Serbien im Wandel – Ansätze des Verstehens
- Geschrieben von Portal Editor
Oft schon sind wir durch Serbien gefahren, haben gemeinsam mit Dusan vom Camperstopp Belgrad auch hier die noch bestehenden Schäden der Konflikte während des so genannten Balkankrieges in der Hauptstadt gesehen, die wohl als Mahnmale erhalten bleiben sollen.

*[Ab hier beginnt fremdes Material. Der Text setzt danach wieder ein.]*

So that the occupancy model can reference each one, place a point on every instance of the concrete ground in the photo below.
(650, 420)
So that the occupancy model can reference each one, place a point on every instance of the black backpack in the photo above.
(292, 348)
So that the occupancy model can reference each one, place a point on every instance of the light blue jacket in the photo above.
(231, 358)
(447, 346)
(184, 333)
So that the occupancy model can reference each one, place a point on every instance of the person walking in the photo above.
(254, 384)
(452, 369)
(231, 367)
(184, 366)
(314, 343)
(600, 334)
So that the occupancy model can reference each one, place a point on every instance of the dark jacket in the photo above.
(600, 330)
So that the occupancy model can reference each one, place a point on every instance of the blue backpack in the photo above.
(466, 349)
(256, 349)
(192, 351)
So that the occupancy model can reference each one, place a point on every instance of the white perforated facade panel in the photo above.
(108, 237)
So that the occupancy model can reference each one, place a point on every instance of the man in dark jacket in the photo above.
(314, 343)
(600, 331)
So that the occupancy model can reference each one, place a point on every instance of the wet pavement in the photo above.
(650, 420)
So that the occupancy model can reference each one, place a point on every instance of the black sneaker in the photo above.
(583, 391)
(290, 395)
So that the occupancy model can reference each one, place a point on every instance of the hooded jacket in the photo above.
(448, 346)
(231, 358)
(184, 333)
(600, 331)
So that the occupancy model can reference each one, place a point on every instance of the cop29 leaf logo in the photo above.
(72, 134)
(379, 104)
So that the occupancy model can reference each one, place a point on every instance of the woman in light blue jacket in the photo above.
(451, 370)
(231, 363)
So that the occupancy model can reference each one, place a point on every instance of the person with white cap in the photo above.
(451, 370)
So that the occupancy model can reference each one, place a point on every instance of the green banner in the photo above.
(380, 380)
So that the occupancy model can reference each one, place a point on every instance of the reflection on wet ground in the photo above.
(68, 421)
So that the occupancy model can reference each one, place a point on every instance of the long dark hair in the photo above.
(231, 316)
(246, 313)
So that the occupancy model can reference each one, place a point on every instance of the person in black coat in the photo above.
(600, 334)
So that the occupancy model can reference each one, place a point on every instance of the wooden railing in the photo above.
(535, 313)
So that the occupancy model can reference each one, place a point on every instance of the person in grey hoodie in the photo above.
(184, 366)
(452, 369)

Auch den Bau der wirklich aufwendigen Kirche des heiligen Sava haben wir im Rahmen unserer Erkundungen besucht und in einem Artikel beschrieben. Gründe genug, sich auch mit der religiösen Entwicklung des Landes und den verschiedenen religiösen Gruppen etwas genauer zu beschäftigen. Vielleicht werden auf diese Art und Weise auch die einzelnen Positionen der anderen Länder des Balkans und ihre dadurch bedingten politischen Ausrichtungen etwas klarer, so wird der zunehmende Einfluss des religiösen, türkischen Islam auch in Serbien deutlich, obwohl die überwiegende Mehrheit der Einwohner Serbiens Christen sind. Etwa 6,3 Millionen Bürger Serbiens, somit die Mehrheit der Bevölkerung, bekennen sich zur serbisch-orthodoxen Kirche, was etwa 84,6 Prozent der Bürger Serbiens entspricht (ohne den Kosovo einzubeziehen). Neben dem Bekenntnis zum christlich-orthodoxen Glauben gibt es etwa 5 Prozent Katholiken, 1 Prozent Protestanten und einige wenige neuapostolische Christen. In Serbien sind momentan auch etwa 3,1 % Muslime ansässig. Als konfessionslos bezeichnen sich 3,1 Prozent der Bevölkerung, als Atheisten 1,1 Prozent und als Agnostiker 0,1 Prozent.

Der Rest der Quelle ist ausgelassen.